While the deserialization problem can be solved by e.g. an EventAdapter, I am wondering if the behaviour in Akkling i correct as it stands right now. That is, shouldn't the untyped actor crash in the same way as a typed actor when deserialization of an event fails during replay? Currently it seems that it "pretends" that everything is fine, but fails silentry and the events never get replayed. I am still trying to get to the bottom of why it crashes with the default serializer, and was hoping to get some information about the cause/exception inside ReplayFailed.

Yakimych commented 3 years ago

@Horusiath Here is a (somewhat verbose) test to demonstrate the discrepancy: https://github.com/Yakimych/Akkling/commit/ad12da960599773336eb826cc3067e4d155f74a9

When I run the test for the untyped actor in Debug mode, I can see the following events logged:

In the test for the typed actor, however, the actor crashes and the test hangs when running Ask with GetState: <Received dead letter from [akka://test-system/temp/c]: ActorCommand GetState>

Is there any reason the typed and untyped actors behave differently?

NOTE: The Sqlite persistence plugin is used for those tests.

Horusiath commented 3 years ago

From what I see, you're using Json.NET for persistence - this may be the reason, when trying to deserialize json payload into obj it doesn't know what specific type of object do you want - which in this case it will default to JDocument or JObject.

This is continuous problem of using JSON.NET, and one of the reasons why we started using Hyperion - but problem with Hyperion is that it's binary format is not stabilized and it doesn't provide any guarantees, that future version will keep it backwards compatible.

Yakimych commented 3 years ago

You are right! After debugging a bit deeper, I can see that an exception is thrown in the __.Next method after matching on JObject, at jobj.ToObject<'Message>:

Newtonsoft.Json.JsonReaderException: Error reading integer. Unexpected token: StartObject. Path '[0]'.
   at Newtonsoft.Json.JsonReader.ReadAsInt32()
   at Newtonsoft.Json.JsonReader.ReadForType(JsonContract contract, Boolean hasConverter)
   ...

I can also see that OnRecoveryFailure is called with this exception, but I don't see anything in the logs - which made my initial debugging attempts quite a challenge. Is this exception swallowed somehow? Is there a way to make sure that it shows up in the logs even for typed actors?
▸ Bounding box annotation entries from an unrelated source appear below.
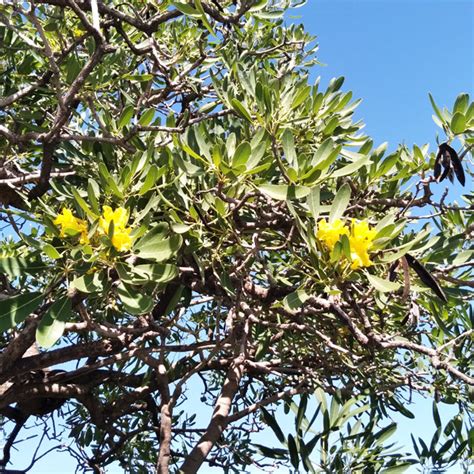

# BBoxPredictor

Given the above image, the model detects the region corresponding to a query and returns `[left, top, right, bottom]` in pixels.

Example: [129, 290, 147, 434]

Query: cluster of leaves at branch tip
[316, 219, 377, 270]
[54, 206, 133, 252]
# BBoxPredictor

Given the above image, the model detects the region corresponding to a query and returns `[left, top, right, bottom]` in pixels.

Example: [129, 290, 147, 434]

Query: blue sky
[8, 0, 474, 474]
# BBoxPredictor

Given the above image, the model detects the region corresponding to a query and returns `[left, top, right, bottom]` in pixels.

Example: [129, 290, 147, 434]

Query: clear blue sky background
[9, 0, 474, 474]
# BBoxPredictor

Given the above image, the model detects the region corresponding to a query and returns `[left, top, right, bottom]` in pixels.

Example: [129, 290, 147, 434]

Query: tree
[0, 0, 474, 473]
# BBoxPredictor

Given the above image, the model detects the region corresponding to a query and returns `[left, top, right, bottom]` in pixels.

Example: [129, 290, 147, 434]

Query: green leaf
[138, 165, 158, 196]
[307, 186, 321, 221]
[283, 290, 310, 311]
[381, 461, 412, 474]
[117, 283, 154, 315]
[331, 156, 370, 178]
[171, 2, 201, 18]
[232, 142, 252, 168]
[135, 235, 183, 262]
[260, 407, 285, 443]
[366, 272, 401, 293]
[117, 105, 135, 130]
[428, 94, 446, 123]
[99, 163, 123, 199]
[329, 184, 351, 223]
[288, 433, 300, 469]
[0, 293, 43, 331]
[36, 296, 73, 349]
[311, 138, 341, 169]
[133, 263, 178, 283]
[71, 272, 103, 293]
[138, 109, 156, 127]
[453, 93, 469, 114]
[295, 394, 308, 431]
[375, 423, 397, 445]
[281, 129, 298, 167]
[194, 0, 217, 36]
[0, 255, 48, 279]
[230, 98, 253, 123]
[87, 178, 100, 215]
[43, 244, 61, 260]
[258, 184, 311, 201]
[451, 112, 466, 135]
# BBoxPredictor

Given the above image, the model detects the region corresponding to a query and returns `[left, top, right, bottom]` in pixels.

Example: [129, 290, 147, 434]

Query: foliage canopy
[0, 0, 474, 473]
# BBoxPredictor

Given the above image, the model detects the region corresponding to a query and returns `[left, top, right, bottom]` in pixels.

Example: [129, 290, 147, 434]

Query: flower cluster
[316, 219, 377, 270]
[99, 206, 132, 252]
[53, 207, 89, 244]
[54, 206, 132, 252]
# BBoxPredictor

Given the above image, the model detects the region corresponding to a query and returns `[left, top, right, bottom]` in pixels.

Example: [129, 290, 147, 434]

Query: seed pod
[405, 254, 448, 303]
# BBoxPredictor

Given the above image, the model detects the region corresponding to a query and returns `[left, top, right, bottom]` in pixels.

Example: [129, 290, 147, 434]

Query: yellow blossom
[316, 219, 349, 250]
[349, 220, 377, 270]
[99, 206, 128, 234]
[112, 227, 132, 252]
[53, 208, 89, 244]
[99, 206, 132, 252]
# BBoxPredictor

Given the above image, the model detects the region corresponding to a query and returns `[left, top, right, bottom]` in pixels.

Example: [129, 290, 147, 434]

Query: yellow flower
[349, 220, 377, 270]
[99, 206, 132, 252]
[99, 206, 128, 234]
[53, 208, 89, 244]
[316, 219, 349, 250]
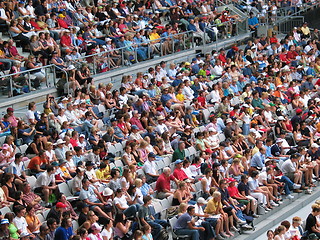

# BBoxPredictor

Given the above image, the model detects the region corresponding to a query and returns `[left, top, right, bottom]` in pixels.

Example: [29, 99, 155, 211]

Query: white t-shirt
[143, 160, 157, 175]
[113, 195, 129, 209]
[101, 228, 113, 240]
[26, 110, 35, 124]
[13, 217, 28, 232]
I was also confused as to why the untyped actor doesn't end up along the same path, but I am guessing that JObject gets matched with | :? 'Message as msg -> first, since for untyped actors 'Message is obj here?

As to the serialization problem, I've seen those issues from 2015, but it seemed as they were solved with this PR? Have the problems reappeared later on?

Horusiath commented 3 years ago

I think the reason here is that your persistence provider uses some configuration of JSON.NET, that doesn't support type name handling. There are two problems:

  1. Without type name handling, JSON.NET serializer won't know what object should it deserialize when serializer.DeserializeObject<obj> is called.
  2. With type name handling turned on, a fully qualified type name is used. So if you ever change the type name or namespace in the future, it won't be able to deserialize it back.

Usually when it comes to persistent serialization, I suggest people to write their own custom serializers (using eg. protobuf, FsPickler or whatever you want), to have full control of binary format and how it changes over time.

Yakimych commented 3 years ago

Ok, that makes sense. I guess the question for Akkling specifically is whether we can do something to improve "debuggability" and help the next person who runs into this issue, since currently it pretty much fails silently with default settings when using Persistence.Sqlite. Is there any way to write something to the logs on OnRecoveryFailure even for a typed actor. When I debug Akkling source code I can see that it is called, but nothing is logged.

Horusiath commented 3 years ago

Yes, I think we could do something about it.